Werknemers in een mijn in North Carolina kwamen onlangs een ongewoon fossiel tegen. Het zag eruit als een stuk van een gigantisch bot, maar had drie vreemde piercings gelijkmatig verdeeld over het oppervlak. Toen paleontoloog Stephen Godfrey van het Calvert Marine Museum het exemplaar te pakken kreeg, kwam hij met een hypothese die behoorlijk verrassend was. Godfrey denkt dat het misschien de rib is van 3 tot 4 miljoen jaar oude walvis, met wonden opgelopen na een beet van een grote tandhaai.
"Er zijn drie punten waar je een heuvel hebt met een dip eromheen, en ze zijn gelijkmatig verdeeld", zegt Don Ortner, een antropoloog in het Natural History Museum die met Godfrey samenwerkte bij de analyse. “Er zijn niet veel dingen die dat doen. Eigenlijk is er niets anders dan een hapje. '
Het feit dat het dikke botmonster afkomstig lijkt te zijn van een walvis - waarschijnlijk een voorouder van een grote blauwe of bultrug - hielp onderzoekers de identiteit van het roofdier te verkleinen. Van de potentiële waterdieren die het mogelijk hadden gedaan, leidde de zes-inch afstand tussen tekens Godfrey tot de conclusie dat het waarschijnlijk Carcharocles megalodon was, een uitgestorven haaiensoort bekend om zijn enorme kaak.
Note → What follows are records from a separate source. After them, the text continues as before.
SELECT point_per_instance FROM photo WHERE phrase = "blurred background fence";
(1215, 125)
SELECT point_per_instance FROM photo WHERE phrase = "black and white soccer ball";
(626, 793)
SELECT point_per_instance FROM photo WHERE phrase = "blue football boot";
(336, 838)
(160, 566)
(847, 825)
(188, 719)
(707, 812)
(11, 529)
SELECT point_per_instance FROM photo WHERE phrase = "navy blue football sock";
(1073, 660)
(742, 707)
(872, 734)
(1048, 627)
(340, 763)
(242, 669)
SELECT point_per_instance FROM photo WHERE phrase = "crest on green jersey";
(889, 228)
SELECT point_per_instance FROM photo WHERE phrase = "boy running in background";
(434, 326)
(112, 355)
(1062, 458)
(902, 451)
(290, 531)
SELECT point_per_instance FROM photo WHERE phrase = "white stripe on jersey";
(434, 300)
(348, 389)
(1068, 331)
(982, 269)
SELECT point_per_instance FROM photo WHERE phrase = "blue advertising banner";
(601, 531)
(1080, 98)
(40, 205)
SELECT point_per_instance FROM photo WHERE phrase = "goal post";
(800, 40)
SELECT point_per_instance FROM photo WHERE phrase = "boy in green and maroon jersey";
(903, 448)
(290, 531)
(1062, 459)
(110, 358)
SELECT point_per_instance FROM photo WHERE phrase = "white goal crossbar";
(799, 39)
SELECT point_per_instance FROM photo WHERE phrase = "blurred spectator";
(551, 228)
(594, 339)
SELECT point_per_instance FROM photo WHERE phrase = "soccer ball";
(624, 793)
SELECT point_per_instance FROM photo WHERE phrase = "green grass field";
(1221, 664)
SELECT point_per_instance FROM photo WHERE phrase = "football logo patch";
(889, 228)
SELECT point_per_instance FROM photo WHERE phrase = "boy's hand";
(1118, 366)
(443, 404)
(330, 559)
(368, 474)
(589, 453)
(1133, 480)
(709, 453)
Een illustratie door Timothy Scheirer die de aanval afbeeldt. Illustratie met dank aan de kunstenaar
Toen Ortner, een expert in verkalkt weefsel, naar het exemplaar keek, kwam hij tot nog een onverwachte bevinding: de walvis lijkt de aanval te hebben overleefd. Elk van de piercings was omgeven door een kleine heuvel van geregenereerd weefsel en het hele monster was bedekt met een materiaal dat bekend staat als geweven bot. "Dit gebeurt in veel situaties, " zegt Ortner. “Als je bijvoorbeeld een bot breekt, is de eerste callus die zich vormt altijd geweven bot. Het vormt zich zeer snel, omdat het lichaam de biomechanische sterkte zo snel mogelijk probeert te herstellen. "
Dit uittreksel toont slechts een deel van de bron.